The benefits of Tai Chi are recognized by practitioners of Traditional Chinese Medicine, who are often Tai Chi instructors.
'From a psychological point of view, Tai Chi helps release emotional tensions, increases concentration and awareness and decreases stressful psychological and physiological reactions,' Mr Han said.
'One becomes more centred, more at peace with oneself and less subject to outside influences.
This is another reason Tai Chi has become so popular, it's a great way to relax and can help people learn to deal with stress.'
Another great advantage of Tai Chi is that anyone, regardless of age or level of fitness, can do it. Early morning is the time you're likely to see most real devotees in action.
'After a night's sleep we believe the body is sluggish and needs to be woken up so it is ready for the day ahead. Tai Chi does this,' Mr Han said.
And while you'll find most real devotees performing Tai Chi in the park it's not essential to go outdoors.
'In China it's performed outdoors purely due to lack of space. There's nothing significant about where it's done, as long as it is quiet, even though it is much nicer outside in the fresh air surrounded by nature,' he said.
Many variations of Tai Chi are practiced, the principle styles being Yang, Chen, Sun, Wu and Woo. While each style has its own characteristics, the principles involved remain the same.
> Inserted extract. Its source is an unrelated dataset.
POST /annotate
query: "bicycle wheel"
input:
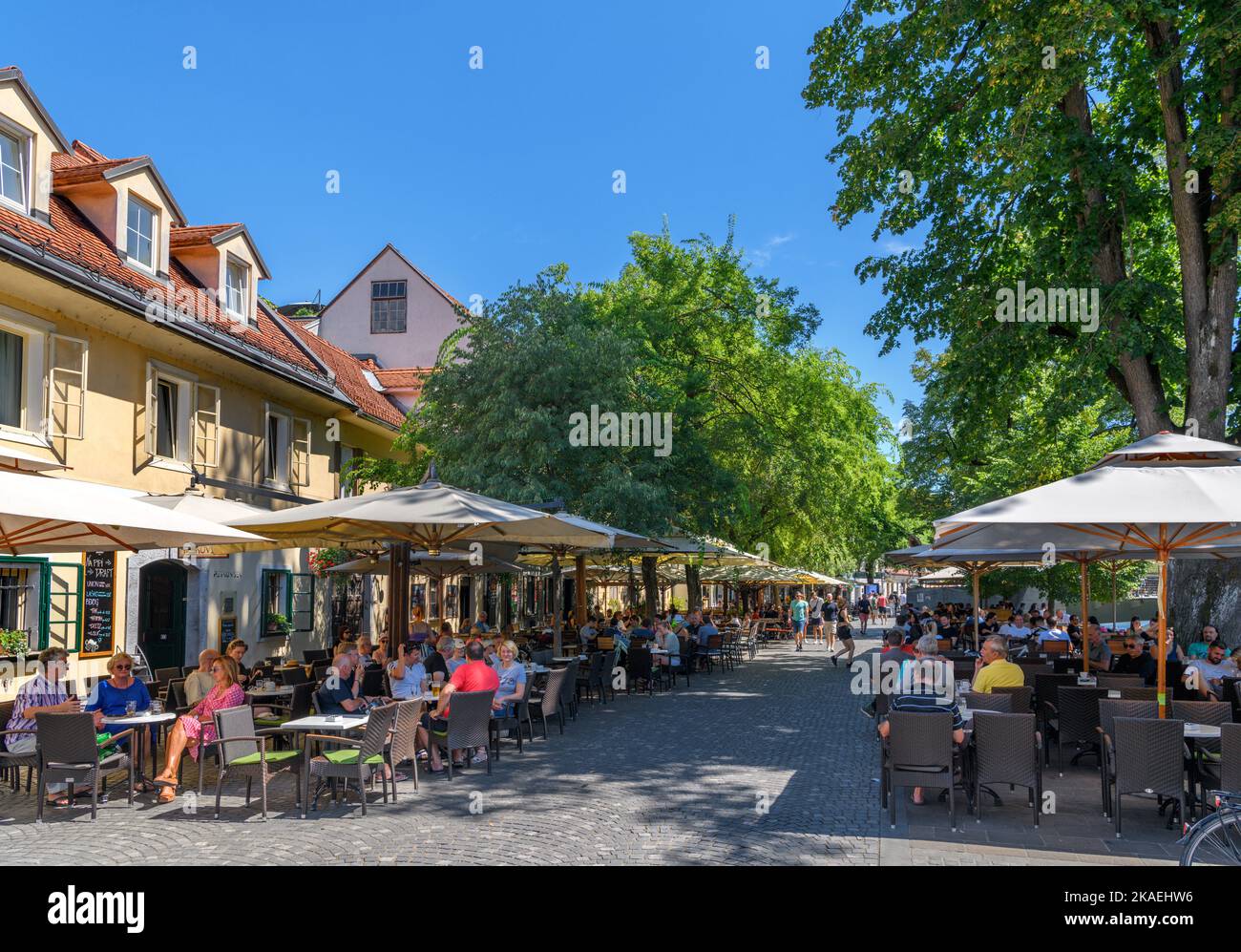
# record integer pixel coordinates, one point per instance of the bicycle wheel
(1214, 841)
According to Mr Han, it's the Yang style that has been responsible for the spread in popularity of the practice of Tai Chi for health and relaxation.
When undertaking Tai Chi movements, muscles and joints should be relaxed to such a degree that all rigidity disappears.
Your mind should be tranquil but at the same time it also must be alert with consciousness commanding the body.
A high degree of concentration is important to ensure the movements are performed correctly.
All routines should be performed slowly and smoothly as the movements are in accord with the natural motions of the human body.
Body movements are also well coordinated. The legs act as a base, the waist as an axis and the hands, eyes, bodies and limbs as a whole throughout the exercise. Though the movements are slow, each part of the body is in constant motion.
Imagery plays an important part in Tai Chi. Names are given to movements which evoke mental images to assist in the learning process.
Relaxation is all-important.
'After exercise one should feel relaxed and refreshed rather than exerted,' Mr Han said.